Newspapers don’t need to reinvent the wheel, just package it better
Out of the Box Blog | 27 December 2011

At a time when newspaper buying habits — and advertiser habits — are dramatically changing, we need to be developing products that will engage around new behaviours, not defending old practices.
“You have a delicious cupcake that people love but can only eat every so often,” I told an editor who was asking for advice on how to improve her section and attract a different audience to her publication.
“The question is not how you can make a more delicious cupcake or stretch the batter to make it a pie. The question is what else can you put on the menu that will convince people to buy regularly from your bakery?”
In the same way that McDonald's now has a healthier-options menu, with salads and wraps, as well as burgers, and in the same way that Coca-Cola has developed iced teas, bottled water and “vitamin drinks,” newspaper companies need to think differently about their markets and the products they are developing in them to expand their appeal.
But the mistake too many newspapers continue to make when it comes to product improvement is to assume they need to improve an existing product.
This is why we see newspapers that believe the best way to turn a product around and make it more attractive to advertisers is to create more of it: more stories, more pages, more content, all in the same vein of what went before.
Readers, the argument goes, will be so impressed with the added newness that they will return in droves to products that they had previously abandoned because they did not have enough time or will power or interest to read. Advertisers, in turn, will be so impressed with the investment we have made in our journalism that they will once again invest the dollars they had previously withdrawn on the basis of not being sure if our products worked.
Hmmmm. Doesn't sound like much of a business plan when you write it out like that, does it? Even PowerPoint can't sex it up. Einstein said the definition of insanity was doing the same thing over and over again and expecting a different result. There are days when I worry the entire industry needs a lithium hit.
It is thinking like mastheads rather than thinking like product suites that has led us down this path.
In the siloed world of Planet Masthead, any new idea is bolted onto the mother ship. There is only one entrance — through the front doors — and one almighty ruler through whom all decisions must be made: the editor. The result is a structure that is a monolith, slow and creaking, difficult to access, impossible to change, and requiring super-human skills from the man (or occasionally woman) at the top.
Compare that to the world of product development, which always asks itself, “What do our customers want?” or “What do our customers need?” Good product development is not about incrementally improving something that already exists; it is about looking at how customers use your product, the need it fulfills, and asking whether what you have is really the best way to fulfill that need.
Good product development uses knowledge, trends, and influences external to the business — the move to health, changing technology, social media — to influence solutions. It does not seek to dictate the business environment about how clients will engage—but uses customer utility to drive its own internal structure and processes.

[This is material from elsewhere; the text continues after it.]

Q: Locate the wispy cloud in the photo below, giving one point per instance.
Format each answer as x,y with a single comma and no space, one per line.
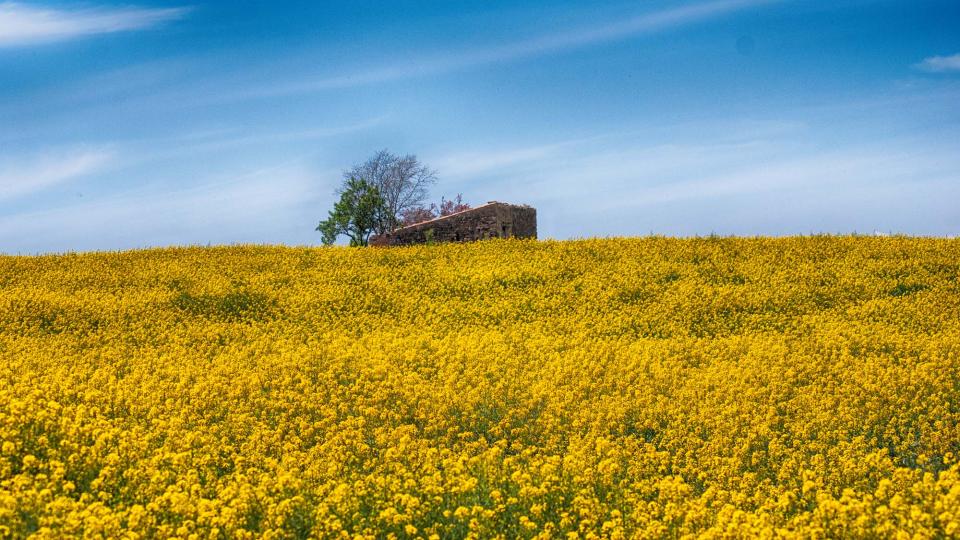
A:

Good product development never assumes what you have is perfect. It assumes that every day is another opportunity to seek perfection. Good product development analyses the assets that you have—the quality of your engagement, the commitment of your journalists, the reach of your audience—and seeks new ways to package them to touch more people.

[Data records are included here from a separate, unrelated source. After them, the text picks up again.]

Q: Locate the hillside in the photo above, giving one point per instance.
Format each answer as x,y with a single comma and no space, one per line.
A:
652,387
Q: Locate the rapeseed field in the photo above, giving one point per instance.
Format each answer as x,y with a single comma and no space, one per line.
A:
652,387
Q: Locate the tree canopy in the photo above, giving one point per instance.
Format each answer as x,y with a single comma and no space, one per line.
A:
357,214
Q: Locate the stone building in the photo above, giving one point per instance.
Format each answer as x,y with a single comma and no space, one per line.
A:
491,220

So how does this play out for newspapers?
- Rather than expecting a single section to achieve everything, break it down into niches that match what you know about your different types of readers and their preferences. Then match those niches to the technology as the best way to deliver the message or engage them, (and sometimes print may well be the best engagement method).
- Ensure every change you make makes life easier for your customers and readers. Time-poor readers can't be bothered to learn your processes.

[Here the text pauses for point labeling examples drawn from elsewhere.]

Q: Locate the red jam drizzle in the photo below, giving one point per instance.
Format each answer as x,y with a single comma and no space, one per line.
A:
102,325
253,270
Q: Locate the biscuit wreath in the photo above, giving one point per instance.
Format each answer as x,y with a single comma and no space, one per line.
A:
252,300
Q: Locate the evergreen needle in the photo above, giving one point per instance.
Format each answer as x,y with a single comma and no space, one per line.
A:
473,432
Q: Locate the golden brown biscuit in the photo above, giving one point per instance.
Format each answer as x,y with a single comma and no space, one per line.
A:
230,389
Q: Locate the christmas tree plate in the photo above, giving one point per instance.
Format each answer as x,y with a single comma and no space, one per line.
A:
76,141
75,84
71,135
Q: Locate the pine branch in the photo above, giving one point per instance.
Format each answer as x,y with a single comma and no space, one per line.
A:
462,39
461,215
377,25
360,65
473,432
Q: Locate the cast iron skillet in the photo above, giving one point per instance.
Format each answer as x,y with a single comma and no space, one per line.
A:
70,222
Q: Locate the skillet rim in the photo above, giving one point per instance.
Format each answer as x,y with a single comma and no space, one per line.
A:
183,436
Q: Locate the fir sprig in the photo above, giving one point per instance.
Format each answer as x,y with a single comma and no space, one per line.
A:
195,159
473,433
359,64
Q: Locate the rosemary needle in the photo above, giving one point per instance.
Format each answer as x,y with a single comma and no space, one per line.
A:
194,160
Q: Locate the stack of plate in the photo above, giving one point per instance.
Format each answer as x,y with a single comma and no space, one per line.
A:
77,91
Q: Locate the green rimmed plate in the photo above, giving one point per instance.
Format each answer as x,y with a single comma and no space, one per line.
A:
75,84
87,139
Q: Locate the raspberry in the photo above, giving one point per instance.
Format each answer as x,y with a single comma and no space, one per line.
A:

- Centralise the process, localise the delivery. Cut costs out by all means, but understand that poor technology and systems require human beings to fill the gaps to maintain production. Get the back end right, though, and your customers — and staff — will enjoy greater connection for a fraction of the cost, while production also remains at an all-time high. Get it wrong, though, and you will stress out your workforce to the max.
- Consider your newspaper as a cluster of niche products that drive content and engagement, rather than a monolith that seeks to control it. Niches are like Lego. They click together and you can build some extremely impressive structures with the flexibility of pulling them apart when they no longer serve their purpose, and build something new.